AUGUST 20, 2019 BY 

Friday evening rally to protest Interior Secretary David Bernhardt’s policies

by 

U.S. Interior Secretary David Bernhardt
Courtesy the Steamboat Institute

 

STEAMBOAT SPRINGS — Two years, two interior secretaries and two protests.

U.S. Interior Secretary David Bernhardt will speak at the Steamboat Institute’s Freedom Conference later this week, and some plan to protest his policies at the second “Stand for Our Land” rally Friday.  

Last year, then-Interior Secretary Ryan Zinke spoke at the conference, drawing a 1,400-person protest to the Routt County Courthouse lawn. Two others disrupted Zinke’s speech within the conference by yelling during the event last year.

“Like his predecessor Ryan Zinke, Secretary Bernhardt continues to evade the public and act against the public’s wishes,” Cody Perry said. “We’re motivated to engage with the secretary to give him a message about our values.

“He’s speaking to a closed-door, right-wing political group, and we want to send him a message,” Perry continued. “We’re simply being good citizens by getting together and expressing our values.”

Perry said organizers are still lining up speakers for the event, but so far, Routt County Commissioner Tim Corrigan and Emi Cooper, a Steamboat Springs High School student who has organized weekly protests calling for climate action, will address the rally.

Steamboat Institute CEO Jennifer Schubert-Akin said it’s their right to peacefully protest.

“I think free speech is a precious right that is a right we enjoy and treasure as Americans,” she said.

As for the potential of similar protests within Freedom Conference events, Schubert-Akin said any person who attempts to disrupt the conference will be escorted out of the conference and have their registration canceled without a refund.

“Our goal is to ensure a safe and enjoyable environment for all our guests, regardless of political ideology,” she wrote in an email. “Reasoned and respectful debate and discussion is always welcome. Hecklers are not.”

Perry anticipated a smaller crowd at this year’s Stand for Our Land rally, because organizers had less time to organize the rally. Bernhardt’s visit was announced during the first week of August. Perry believes the Steamboat Institute strategically held off on announcing the visit until later, saying they “clearly wanted to keep it under wraps until the event was almost here.”

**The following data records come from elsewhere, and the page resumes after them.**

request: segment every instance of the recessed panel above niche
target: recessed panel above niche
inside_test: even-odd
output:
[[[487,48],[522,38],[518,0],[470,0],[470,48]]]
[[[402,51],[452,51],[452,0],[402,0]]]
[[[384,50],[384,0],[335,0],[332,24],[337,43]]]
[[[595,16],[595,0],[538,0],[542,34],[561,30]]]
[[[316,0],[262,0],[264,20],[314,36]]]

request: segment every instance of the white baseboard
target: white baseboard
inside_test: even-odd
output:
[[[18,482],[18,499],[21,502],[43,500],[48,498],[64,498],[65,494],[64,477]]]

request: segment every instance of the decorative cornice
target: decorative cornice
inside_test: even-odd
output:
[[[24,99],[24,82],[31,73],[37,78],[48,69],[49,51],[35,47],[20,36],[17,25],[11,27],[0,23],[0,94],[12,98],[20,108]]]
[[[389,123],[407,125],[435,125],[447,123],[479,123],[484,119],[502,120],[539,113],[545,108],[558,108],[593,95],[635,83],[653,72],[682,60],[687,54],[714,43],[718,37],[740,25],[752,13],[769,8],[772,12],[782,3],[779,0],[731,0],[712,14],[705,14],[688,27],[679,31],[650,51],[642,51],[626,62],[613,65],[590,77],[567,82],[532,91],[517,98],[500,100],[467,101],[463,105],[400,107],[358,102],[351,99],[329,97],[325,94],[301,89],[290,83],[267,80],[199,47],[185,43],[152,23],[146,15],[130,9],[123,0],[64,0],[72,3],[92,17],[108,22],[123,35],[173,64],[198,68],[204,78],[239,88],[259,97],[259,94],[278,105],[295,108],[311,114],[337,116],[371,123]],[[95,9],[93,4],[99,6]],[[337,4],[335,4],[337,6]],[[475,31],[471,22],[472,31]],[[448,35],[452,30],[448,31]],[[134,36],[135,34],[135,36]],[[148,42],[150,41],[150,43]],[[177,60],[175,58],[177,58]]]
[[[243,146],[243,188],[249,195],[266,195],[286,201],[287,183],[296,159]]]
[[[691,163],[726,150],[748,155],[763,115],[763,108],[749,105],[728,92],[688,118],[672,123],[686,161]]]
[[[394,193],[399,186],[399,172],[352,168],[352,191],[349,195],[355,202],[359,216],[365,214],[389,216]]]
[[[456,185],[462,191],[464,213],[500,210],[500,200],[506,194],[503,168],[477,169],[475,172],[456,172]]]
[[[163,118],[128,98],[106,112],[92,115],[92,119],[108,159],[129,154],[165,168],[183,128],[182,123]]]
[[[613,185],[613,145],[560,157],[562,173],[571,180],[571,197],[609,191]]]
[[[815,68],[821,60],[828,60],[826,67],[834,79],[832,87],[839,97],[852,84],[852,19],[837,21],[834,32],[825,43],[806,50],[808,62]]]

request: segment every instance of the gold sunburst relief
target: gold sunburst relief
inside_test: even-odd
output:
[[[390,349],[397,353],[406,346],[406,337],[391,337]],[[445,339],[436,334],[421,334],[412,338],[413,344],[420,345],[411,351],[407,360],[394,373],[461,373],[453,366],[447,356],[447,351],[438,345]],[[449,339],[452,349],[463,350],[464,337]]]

“I know that (the community will) respond in the way they did last year,” he said. “I don’t think that we’ll have the same crowd size, but I’m not worried. My main thing is to get that message out there as a citizen and as an interested party. I mean, here’s the secretary of the Department of the Interior. There’s so much going on. He needs to hear from us in order for him to properly do his job. I feel like I’m doing my duty.”

Schubert-Akin said the announcement was not withheld, but that the Steamboat Institute extended the invitation following news that the Interior Department intended to relocate the Bureau of Land Management’s headquarters from Washington D.C., to Grand Junction. She said the Institute announced Bernhardt’s visit as soon as it received confirmation that he was coming.

“The previous protests had zero bearing on the timing of the announcement or of the decision to even invite him,” she said.

While those organizing the protest are finalizing details, the Steamboat Institute is preparing for guests and speakers to arrive for the weekend’s conference.